O STJ tem consolidado o entendimento de que o afeto, em sua dimensão objetiva, constitui um bem jurídico tutelado, especialmente no contexto da filiação socioafetiva. No entanto, ao afastar a imposição de um dever de amar, o Tribunal destaca a centralidade do dever de cuidado. Esse dever, alçado à categoria de obrigação caso descumprido, desassocia o afeto de sua subjetividade intrínseca e desloca o debate para ações concretas e verificáveis, como presença, assistência material e emocional, e tratamento equitativo entre os filhos.

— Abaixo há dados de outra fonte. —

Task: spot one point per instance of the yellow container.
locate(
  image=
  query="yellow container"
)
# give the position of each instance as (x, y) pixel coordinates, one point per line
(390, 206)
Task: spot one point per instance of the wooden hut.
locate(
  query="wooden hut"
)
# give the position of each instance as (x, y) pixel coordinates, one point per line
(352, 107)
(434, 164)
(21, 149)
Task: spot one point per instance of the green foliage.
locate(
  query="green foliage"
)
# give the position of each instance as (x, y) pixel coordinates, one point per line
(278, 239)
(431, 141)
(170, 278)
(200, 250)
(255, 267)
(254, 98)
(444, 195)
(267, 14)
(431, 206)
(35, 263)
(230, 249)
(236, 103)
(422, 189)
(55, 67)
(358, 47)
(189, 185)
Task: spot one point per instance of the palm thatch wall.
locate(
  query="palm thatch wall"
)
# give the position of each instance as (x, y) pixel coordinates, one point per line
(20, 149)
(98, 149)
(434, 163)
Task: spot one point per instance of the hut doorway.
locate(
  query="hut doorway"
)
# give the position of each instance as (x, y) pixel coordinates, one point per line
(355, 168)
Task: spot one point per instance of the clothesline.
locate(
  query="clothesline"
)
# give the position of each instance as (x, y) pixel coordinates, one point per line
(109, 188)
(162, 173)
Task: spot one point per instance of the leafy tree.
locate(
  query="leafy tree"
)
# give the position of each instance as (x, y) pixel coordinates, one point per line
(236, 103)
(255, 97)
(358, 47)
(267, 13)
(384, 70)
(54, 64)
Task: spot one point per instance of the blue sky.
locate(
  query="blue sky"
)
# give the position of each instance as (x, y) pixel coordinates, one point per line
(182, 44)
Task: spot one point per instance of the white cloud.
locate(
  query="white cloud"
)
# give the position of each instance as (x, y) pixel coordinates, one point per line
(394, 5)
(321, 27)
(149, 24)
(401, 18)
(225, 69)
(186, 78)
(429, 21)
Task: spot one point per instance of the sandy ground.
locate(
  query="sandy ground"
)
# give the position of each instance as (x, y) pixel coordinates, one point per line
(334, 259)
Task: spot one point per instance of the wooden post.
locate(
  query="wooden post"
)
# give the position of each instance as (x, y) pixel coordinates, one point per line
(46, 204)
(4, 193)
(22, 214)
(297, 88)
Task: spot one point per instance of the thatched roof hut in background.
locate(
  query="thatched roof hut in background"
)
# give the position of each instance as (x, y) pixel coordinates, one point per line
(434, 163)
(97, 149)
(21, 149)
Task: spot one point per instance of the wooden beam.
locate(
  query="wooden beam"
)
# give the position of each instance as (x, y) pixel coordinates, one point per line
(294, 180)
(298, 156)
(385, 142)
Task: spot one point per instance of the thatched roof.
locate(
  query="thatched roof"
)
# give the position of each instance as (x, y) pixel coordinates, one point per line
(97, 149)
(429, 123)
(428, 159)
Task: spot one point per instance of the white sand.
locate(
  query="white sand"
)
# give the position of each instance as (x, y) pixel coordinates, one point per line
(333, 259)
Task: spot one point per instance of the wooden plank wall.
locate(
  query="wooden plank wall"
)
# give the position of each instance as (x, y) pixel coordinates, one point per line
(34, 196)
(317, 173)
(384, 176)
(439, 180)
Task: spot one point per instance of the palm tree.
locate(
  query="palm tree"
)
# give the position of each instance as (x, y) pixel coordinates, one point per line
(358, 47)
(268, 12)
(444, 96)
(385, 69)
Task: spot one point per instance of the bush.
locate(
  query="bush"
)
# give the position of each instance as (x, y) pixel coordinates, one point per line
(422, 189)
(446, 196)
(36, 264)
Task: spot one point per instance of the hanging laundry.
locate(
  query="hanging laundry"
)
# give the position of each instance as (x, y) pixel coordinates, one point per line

Nestas linhas, exploraremos a distinção entre a não obrigatoriedade do amor e a violação ao dever de cuidado como causas de pedir em ações de abandono afetivo. Argumenta-se que, embora o amor permaneça no campo da subjetividade e do metajurídico, o cuidado emerge como um elemento objetivo e mensurável, cuja inobservância pode gerar dano moral. A partir dessa premissa, analisaremos os fundamentos que sustentam o pedido de indenização por abandono afetivo, evidenciando que a reparação se justifica não pela ausência de amor, mas pela violação de deveres jurídicos claros e concretos.
Causa de pedir
Independentemente do bem da vida que busca o autor através do processo judicial, aquele tem de dizer por quê.1 De sorte que deve o autor da ação apresentar em juízo os motivos que embasam determinada pretensão, deve, portanto, apresentar de forma concreta os fundamentos de fato para que o juiz decida sobre o direito.2
É a previsão trazida pelo Código de Processo Civil.3 De sorte que embora o pedido de seja de danos morais, a causa de pedir deve ser bem avaliada pois, se o fundamento for a falta de amor ou então a falta de um cuidado mínimo, veremos que as consequências jurídicas serão diferentes.
Afeto como bem jurídico
Em sede de paternidade sócio afetiva, o STJ há muito entende que o afeto é um dos pressupostos a configurar a condição de filho.4
Da não obrigatoriedade do amor e as discussões relativas ao abandono afetivo e ao dever de cuidado o STJ nos apresenta a seguinte diferença:
Alçando-se, no entanto, o cuidado à categoria de obrigação legal supera-se o grande empeço sempre declinado quando se discute o abandono afetivo - a impossibilidade de se obrigar a amar. Aqui não se fala ou se discute o amar e, sim, a imposição biológica e legal de cuidar, que é dever jurídico, corolário da liberdade das pessoas de gerarem ou adotarem filhos. O amor diz respeito à motivação, questão que refoge os lindes legais, situando-se, pela sua subjetividade e impossibilidade de precisa materialização, no universo metajurídico da filosofia, da psicologia ou da religião.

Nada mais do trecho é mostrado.